想來早就把她嫁妝里的首飾能當的當能賣的賣,就等著宮里的人來帶她去找胤禩了。
先帝的御賜之物不能動,胤禛賜下的物件兒也不能動,她能動的,也就是允禩平日里給她的銀子,還有她自個兒的嫁妝了。
胤禛一道圣旨下去,廉親王府說散就散了。
內務府的奴才們還好,還算是有個去處。
外院的那些管事們也都有了自己的宅子,只要脫了奴籍,也算有個去處。
那些從外頭買進來的丫頭小廝可真就無處可去了。
這些丫頭小廝不是被爹娘賣了就是家中遭了災無處可去了,她們又能回哪兒去呢
她除了將她們的賣身契燒了,再給她們些銀子,別的什么都做不了了。
她以為這府上從外頭買來的丫頭小廝應該沒多少,等她讓人把這些人全找來了,她才發現這哪里是沒多少,這明明就是數不清有多少。
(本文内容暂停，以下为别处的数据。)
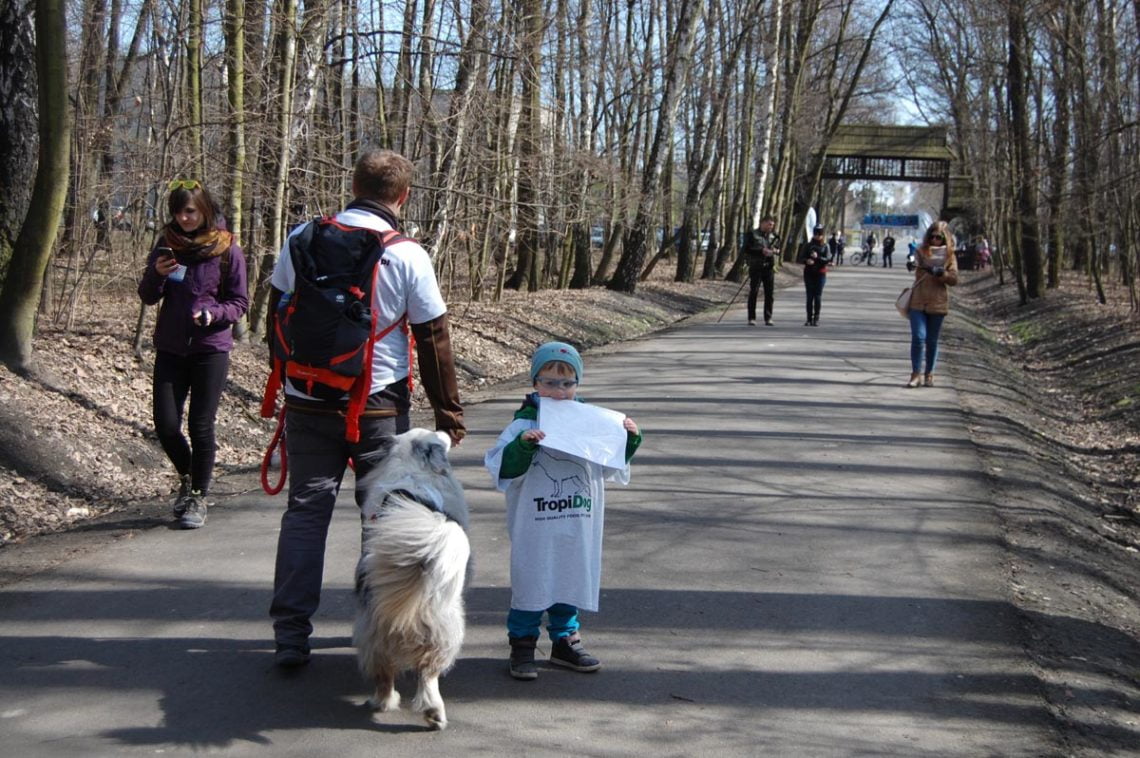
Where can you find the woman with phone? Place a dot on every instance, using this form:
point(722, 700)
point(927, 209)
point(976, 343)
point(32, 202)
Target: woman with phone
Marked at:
point(197, 271)
point(936, 270)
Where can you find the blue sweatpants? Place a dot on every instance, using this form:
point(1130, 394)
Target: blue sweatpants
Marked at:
point(562, 621)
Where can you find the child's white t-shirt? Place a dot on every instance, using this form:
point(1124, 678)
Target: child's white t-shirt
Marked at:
point(406, 285)
point(554, 514)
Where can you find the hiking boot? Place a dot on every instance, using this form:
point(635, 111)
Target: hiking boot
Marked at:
point(184, 497)
point(522, 658)
point(195, 514)
point(569, 652)
point(290, 657)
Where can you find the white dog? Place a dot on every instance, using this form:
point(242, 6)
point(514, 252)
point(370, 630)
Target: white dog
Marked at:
point(412, 570)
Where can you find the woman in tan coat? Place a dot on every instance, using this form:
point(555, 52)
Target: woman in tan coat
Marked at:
point(936, 270)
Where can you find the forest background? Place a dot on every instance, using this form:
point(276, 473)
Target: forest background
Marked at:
point(564, 146)
point(585, 169)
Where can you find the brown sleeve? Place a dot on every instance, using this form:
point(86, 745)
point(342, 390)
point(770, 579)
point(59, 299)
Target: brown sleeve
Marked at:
point(437, 373)
point(950, 278)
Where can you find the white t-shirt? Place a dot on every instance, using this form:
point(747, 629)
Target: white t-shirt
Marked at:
point(406, 285)
point(554, 514)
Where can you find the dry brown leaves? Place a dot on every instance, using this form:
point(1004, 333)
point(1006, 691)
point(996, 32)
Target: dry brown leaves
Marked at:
point(84, 431)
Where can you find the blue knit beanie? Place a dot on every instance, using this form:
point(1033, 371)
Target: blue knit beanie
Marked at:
point(555, 351)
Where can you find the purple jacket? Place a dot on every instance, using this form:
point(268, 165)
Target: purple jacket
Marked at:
point(176, 331)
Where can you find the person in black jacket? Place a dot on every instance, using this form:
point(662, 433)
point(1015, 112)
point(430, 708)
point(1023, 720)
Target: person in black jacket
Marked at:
point(815, 257)
point(888, 249)
point(762, 247)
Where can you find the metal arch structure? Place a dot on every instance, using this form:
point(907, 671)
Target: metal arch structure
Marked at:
point(914, 154)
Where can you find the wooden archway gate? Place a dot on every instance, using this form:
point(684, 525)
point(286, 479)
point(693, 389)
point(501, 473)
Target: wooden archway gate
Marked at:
point(915, 154)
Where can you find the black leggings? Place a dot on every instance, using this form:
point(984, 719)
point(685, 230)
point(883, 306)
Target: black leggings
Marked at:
point(203, 377)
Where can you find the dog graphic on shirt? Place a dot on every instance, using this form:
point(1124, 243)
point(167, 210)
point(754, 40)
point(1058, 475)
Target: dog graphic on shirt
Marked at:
point(572, 483)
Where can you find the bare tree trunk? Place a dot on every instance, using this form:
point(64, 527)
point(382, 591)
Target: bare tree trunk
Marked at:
point(633, 255)
point(1025, 186)
point(768, 103)
point(17, 120)
point(285, 48)
point(19, 296)
point(529, 147)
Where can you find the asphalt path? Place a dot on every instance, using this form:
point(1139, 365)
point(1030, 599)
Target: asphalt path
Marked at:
point(805, 563)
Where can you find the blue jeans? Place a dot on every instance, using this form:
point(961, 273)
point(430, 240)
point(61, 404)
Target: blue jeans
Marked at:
point(562, 621)
point(318, 454)
point(925, 331)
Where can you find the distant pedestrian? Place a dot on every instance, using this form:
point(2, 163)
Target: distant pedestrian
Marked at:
point(197, 270)
point(762, 245)
point(888, 250)
point(814, 255)
point(983, 252)
point(936, 271)
point(555, 564)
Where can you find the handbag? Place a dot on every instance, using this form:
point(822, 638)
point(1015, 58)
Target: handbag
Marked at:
point(903, 301)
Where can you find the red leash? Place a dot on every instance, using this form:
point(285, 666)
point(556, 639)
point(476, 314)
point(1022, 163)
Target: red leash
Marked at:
point(274, 445)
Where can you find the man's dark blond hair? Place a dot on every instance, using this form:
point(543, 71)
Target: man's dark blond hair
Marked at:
point(382, 174)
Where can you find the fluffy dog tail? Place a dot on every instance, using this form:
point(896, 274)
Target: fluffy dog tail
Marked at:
point(409, 584)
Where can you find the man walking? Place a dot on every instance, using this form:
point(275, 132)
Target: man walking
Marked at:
point(888, 249)
point(762, 247)
point(319, 431)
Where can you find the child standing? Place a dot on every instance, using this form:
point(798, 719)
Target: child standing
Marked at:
point(555, 563)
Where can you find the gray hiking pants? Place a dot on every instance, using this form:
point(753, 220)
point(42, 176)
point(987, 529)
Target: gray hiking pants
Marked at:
point(318, 455)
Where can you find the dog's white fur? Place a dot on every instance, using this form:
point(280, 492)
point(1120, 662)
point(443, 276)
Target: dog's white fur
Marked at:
point(412, 571)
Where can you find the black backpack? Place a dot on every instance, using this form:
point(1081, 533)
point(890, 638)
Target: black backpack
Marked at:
point(325, 329)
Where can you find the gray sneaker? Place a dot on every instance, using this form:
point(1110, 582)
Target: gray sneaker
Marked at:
point(569, 653)
point(522, 658)
point(195, 514)
point(184, 497)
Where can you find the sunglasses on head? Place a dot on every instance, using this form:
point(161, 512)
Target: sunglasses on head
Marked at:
point(555, 384)
point(182, 184)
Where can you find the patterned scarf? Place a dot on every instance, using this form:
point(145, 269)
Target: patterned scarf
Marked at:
point(202, 245)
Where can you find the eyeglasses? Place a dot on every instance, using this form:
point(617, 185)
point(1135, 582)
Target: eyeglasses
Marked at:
point(182, 184)
point(555, 384)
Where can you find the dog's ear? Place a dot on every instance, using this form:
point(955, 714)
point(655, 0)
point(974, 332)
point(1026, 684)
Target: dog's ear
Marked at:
point(434, 453)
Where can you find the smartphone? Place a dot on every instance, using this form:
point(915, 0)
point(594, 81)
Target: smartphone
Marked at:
point(179, 271)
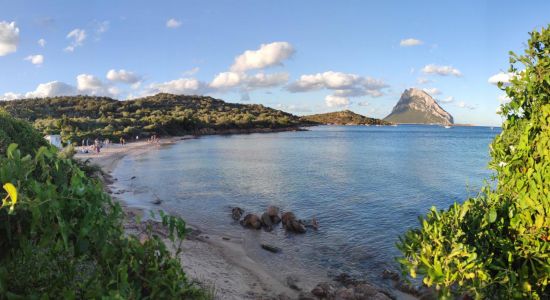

這下好了,她家爺給的銀子大多都給了她們了,剩下的真沒多少了。
她知道她的嫁妝是會被搬回安王府的。
不過嫁妝是她的,里頭的首飾是要賣還是要當也還是由她做主。
她就不信真有人敢打她嫁妝的主意,敢來翻她的箱籠。
這些銀票她原本是打算自己帶進去的,現下她見不著她家爺,可不就得讓蘇培盛幫著把銀票帶進去嗎。
在這個朝代女子被休棄是件會讓整個家族蒙羞之事,更何況這位曾經的廉親王福晉還是皇上下了圣旨讓休的,這就更不得了了。
她與她家爺成婚這么多年不是沒回過安王府。
從前不管是她家爺陪著她回來還是她自個兒回來,她嫂子們哪回不是笑臉相迎將她奉為上賓。
這次卻不一樣了,她連她們的面都沒見著。
她覺得要不是她的嫁妝箱子要搬回去,她怕是連安王府的小廝都是見不到的。
說是騰了個好院子給她住,其實是一個偏僻得不能再偏僻,破敗得不能在破敗的院子,雖然收拾過一回,可因為太匆忙,還是處處都透著破敗。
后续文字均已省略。